The Irish prime minister asserted the Vatican failed to fully cooperate in the government’s Murphy commission, which was tasked to investigate charges of sexual abuse of children by 19 priests in the diocese of Cloyne, that spanned over a decade.
“[My] claim in the Dail (Irish parliament) still stands. I made the point that this is a statutory commission of inquiry, and as such nothing less than full cooperation is required and anything less than full cooperation in my view is unwarranted interference,” Kenny told Irish Times.
The Vatican responded last Saturday to the Cloyne report, which was submitted in July, via a statement handed by undersecretary for state relations, Ettore Balestrero, to Ireland’s deputy ambassador to the Vatican, Helena Keleher.
The official statement noted that the Holy See is “sorry and ashamed” by the findings of the report, which investigated over 10 years of child sexual abuse by 19 clergy in Cloyne.
The Vatican admitted that the Church handled the matter poorly, but rejected accusations that it covered up or tried to hinder the government investigation.
Lack of accountability, secrecy
“The document reveals the Vatican’s efforts to continue to absolve itself of any responsibility for the cover-up of the abuse,” victim Andrew Madden, who contributed evidence to the report, told Irish Times.
Advocate Maeve Lewis of One in Four told Irish Times the Vatican “[created] a culture where secrecy and cover-ups were routinely used to maintain the reputation of the church while placing children at continued risk of sexual abuse.”
Lewis further told Irish Central, “The Vatican is completely out of touch with public outrage regarding church management of child abuse.”
The Vatican furthermore denied that it undermined Irish civil law.
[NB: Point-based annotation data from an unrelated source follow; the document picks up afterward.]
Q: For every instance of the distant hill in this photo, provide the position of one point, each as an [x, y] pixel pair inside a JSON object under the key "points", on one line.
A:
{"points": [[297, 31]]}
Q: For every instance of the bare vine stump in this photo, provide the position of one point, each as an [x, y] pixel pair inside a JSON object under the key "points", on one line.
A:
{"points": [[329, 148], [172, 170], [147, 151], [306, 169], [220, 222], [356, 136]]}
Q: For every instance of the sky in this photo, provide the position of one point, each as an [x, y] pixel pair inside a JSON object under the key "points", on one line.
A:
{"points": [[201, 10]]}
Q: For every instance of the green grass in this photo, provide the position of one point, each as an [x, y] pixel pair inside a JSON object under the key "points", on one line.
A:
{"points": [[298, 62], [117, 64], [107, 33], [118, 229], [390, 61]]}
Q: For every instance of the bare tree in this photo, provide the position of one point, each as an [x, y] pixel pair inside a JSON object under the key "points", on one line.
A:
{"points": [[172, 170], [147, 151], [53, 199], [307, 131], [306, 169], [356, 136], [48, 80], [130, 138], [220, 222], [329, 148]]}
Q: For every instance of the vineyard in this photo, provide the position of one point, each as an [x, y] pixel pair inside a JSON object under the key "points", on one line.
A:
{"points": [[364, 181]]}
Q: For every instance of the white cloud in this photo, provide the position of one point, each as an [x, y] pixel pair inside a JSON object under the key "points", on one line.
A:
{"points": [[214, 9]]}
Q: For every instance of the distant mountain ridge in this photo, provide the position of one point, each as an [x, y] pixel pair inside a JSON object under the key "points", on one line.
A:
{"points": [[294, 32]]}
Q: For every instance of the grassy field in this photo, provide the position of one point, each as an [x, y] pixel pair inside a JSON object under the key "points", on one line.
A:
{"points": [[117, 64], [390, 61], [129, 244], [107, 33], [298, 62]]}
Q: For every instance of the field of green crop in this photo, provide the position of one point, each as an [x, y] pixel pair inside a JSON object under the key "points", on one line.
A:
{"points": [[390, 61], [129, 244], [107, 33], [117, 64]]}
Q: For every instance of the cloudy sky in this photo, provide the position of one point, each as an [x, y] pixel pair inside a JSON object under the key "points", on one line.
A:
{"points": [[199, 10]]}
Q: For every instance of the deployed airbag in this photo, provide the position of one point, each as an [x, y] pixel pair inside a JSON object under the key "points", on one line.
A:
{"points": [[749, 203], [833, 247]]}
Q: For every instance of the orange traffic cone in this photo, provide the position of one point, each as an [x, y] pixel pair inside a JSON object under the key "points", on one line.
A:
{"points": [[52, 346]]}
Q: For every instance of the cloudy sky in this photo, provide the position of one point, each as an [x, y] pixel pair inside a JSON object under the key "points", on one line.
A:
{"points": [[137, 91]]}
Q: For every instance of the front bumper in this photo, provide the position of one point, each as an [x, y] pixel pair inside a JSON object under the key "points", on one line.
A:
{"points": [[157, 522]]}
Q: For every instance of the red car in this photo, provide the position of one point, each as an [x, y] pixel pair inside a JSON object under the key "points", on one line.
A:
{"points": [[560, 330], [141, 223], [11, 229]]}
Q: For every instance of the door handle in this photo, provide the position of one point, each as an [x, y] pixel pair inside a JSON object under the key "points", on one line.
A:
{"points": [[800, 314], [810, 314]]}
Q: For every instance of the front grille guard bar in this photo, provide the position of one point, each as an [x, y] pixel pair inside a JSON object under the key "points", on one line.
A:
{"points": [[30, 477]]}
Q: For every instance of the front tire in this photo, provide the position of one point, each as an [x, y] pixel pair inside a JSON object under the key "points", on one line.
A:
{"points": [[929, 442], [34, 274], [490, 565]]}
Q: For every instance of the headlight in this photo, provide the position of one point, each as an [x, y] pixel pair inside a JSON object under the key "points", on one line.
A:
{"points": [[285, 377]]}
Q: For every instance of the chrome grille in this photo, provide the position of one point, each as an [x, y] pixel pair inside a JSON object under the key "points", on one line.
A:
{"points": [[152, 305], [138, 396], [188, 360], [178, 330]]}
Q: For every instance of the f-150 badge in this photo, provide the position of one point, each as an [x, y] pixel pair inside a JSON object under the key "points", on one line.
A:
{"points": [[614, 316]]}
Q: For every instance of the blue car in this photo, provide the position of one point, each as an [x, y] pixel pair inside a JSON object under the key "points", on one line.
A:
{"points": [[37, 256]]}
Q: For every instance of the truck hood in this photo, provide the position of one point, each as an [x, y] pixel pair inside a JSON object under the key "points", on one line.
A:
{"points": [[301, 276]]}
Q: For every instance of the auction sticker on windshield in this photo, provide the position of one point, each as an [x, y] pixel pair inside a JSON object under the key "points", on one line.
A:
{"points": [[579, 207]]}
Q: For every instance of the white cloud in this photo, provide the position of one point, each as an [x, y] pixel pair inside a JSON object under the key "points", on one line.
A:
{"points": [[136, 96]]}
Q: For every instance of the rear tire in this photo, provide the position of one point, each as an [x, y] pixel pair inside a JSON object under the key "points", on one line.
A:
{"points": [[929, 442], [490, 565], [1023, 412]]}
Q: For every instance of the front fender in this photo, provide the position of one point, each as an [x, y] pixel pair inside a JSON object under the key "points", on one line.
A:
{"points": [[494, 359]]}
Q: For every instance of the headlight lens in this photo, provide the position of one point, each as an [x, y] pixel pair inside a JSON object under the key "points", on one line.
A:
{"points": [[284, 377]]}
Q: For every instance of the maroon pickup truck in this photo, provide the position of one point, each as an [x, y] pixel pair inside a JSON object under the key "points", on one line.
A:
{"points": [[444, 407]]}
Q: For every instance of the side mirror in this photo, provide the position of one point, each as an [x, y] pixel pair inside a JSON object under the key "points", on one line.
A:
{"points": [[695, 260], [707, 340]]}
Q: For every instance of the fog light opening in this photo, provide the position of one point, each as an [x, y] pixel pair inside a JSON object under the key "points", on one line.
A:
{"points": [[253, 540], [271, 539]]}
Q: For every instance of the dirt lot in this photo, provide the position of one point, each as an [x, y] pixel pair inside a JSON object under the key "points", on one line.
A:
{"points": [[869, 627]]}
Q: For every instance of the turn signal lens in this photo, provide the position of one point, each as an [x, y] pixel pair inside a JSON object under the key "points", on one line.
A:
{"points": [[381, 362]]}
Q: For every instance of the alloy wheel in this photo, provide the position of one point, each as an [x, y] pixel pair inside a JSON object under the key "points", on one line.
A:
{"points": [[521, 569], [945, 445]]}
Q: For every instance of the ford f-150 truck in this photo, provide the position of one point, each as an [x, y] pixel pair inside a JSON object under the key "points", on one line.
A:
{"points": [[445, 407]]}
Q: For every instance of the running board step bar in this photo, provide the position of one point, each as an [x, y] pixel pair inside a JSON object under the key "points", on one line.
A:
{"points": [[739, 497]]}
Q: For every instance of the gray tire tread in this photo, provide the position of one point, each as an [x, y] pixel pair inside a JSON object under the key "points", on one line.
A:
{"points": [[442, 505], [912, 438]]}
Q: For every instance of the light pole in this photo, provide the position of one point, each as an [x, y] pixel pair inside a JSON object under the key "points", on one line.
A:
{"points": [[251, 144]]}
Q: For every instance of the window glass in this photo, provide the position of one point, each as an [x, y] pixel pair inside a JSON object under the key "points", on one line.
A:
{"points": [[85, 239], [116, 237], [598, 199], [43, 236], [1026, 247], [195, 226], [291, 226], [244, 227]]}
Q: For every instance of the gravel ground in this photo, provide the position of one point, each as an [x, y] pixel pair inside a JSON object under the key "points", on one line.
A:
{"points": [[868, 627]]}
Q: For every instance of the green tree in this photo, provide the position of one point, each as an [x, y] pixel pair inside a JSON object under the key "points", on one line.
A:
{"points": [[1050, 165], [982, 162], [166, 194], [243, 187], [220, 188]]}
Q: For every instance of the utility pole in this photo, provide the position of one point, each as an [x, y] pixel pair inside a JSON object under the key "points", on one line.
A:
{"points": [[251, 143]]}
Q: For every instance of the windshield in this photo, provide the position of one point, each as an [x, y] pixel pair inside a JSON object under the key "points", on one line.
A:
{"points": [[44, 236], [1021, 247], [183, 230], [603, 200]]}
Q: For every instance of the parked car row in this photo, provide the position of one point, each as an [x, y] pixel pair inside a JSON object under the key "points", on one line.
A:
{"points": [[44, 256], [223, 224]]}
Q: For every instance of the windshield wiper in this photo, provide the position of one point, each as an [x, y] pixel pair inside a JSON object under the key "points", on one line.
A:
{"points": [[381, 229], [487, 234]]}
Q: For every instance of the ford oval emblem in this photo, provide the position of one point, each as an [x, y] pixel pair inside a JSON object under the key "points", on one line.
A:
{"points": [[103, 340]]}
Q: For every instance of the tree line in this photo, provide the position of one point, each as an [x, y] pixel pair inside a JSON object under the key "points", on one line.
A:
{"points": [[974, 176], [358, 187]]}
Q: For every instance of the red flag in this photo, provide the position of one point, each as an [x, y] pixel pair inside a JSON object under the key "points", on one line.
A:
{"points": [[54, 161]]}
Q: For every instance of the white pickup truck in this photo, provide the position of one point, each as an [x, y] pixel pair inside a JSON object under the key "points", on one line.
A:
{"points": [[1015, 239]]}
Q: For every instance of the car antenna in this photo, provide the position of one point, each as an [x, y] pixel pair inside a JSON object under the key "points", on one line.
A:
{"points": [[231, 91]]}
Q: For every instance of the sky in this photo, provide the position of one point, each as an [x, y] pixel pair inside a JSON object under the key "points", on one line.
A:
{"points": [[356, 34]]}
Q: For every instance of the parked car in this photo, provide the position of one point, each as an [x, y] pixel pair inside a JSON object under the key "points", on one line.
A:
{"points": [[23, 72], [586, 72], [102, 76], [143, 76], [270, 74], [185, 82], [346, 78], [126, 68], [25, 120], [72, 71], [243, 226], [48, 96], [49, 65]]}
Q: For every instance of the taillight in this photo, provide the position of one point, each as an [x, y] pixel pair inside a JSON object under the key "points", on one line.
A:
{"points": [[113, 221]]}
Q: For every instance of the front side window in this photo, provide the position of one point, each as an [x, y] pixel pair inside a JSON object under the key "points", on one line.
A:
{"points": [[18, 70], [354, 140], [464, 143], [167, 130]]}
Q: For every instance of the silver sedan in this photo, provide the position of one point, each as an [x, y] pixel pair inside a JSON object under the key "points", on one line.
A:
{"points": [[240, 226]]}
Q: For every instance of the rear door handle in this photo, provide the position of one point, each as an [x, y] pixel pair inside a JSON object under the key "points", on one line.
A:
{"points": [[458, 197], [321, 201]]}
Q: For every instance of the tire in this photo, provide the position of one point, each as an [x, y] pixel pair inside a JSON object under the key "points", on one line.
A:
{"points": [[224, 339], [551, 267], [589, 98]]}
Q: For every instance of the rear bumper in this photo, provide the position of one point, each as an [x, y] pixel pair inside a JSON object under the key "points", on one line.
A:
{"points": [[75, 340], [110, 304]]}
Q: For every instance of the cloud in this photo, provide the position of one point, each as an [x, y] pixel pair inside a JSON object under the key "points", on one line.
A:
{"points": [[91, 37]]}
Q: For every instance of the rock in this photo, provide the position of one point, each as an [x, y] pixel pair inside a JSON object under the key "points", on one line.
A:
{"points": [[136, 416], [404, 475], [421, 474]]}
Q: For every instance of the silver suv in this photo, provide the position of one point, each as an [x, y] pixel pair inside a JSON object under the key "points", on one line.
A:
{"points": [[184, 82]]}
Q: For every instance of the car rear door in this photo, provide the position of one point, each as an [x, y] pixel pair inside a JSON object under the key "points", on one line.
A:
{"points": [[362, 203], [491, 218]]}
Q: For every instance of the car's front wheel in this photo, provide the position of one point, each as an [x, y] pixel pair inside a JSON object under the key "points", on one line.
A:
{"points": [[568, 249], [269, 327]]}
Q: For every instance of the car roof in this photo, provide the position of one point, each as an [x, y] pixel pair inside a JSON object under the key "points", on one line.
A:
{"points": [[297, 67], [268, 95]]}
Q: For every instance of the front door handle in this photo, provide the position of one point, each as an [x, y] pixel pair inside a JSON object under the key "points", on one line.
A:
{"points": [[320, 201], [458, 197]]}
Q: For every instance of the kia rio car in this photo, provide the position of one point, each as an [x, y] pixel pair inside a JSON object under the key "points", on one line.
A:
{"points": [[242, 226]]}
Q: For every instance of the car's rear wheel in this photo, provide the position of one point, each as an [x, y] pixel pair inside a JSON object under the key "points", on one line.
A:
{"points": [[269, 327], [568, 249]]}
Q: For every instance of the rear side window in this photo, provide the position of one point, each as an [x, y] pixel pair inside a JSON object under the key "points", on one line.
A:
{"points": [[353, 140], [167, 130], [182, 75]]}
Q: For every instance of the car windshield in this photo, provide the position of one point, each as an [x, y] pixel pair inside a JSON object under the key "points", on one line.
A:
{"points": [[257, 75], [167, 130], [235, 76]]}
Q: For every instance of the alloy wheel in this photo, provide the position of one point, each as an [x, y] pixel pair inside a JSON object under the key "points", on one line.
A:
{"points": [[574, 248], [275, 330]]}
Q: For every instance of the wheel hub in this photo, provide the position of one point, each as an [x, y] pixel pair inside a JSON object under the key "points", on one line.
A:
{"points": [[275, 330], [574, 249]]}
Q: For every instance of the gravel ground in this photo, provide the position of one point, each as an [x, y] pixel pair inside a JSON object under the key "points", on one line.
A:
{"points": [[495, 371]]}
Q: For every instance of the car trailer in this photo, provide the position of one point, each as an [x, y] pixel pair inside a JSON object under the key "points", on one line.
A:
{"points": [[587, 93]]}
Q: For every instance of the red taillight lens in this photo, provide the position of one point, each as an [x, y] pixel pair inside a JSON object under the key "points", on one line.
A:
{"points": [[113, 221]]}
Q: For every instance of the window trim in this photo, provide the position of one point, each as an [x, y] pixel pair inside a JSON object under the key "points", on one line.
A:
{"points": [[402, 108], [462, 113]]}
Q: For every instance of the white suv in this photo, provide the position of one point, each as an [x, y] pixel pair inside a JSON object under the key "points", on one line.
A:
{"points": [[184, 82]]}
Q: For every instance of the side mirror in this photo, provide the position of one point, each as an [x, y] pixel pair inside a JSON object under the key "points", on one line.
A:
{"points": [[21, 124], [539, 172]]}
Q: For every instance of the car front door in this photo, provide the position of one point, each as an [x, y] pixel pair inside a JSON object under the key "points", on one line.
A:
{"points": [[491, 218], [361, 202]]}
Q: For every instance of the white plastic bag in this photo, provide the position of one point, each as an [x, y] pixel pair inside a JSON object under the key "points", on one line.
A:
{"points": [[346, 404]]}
In July, Ireland’s parliament rebuked the Holy See for undercutting child protection laws by referring, in a letter to Irish bishops, to government guidelines on reporting child sexual abuse as “study guidelines.”
The Cloyne report, which was published in July, slammed the Church for its poor response to the plentiful claims of child abuse in the Cloyne diocese, that were filed against 19 priests from 1996 to 2009.
The report also criticized former Cloyne bishop John Magee, who served as private secretary to popes Paul VI, John Paul I and John Paul II successively, for shying away from daily management of cases of child abuse. Magee resigned last year.
The Cloyne report is the most recent account among a string of clergy sexual abuse scandals that have rocked the Irish Catholic Church for decades. Hundreds of claims of child sexual abuse by priests have been documented.
The report spurred Ireland’s prime minister, Kenny, to say in July that the Church had a culture of “dysfunction, disconnection, elitism and narcissism.”
Kenny reiterated his sentiments to Belfast Telegraph, adding, “As a member of the Catholic Church I want to see that the church … is absolutely above reproach.”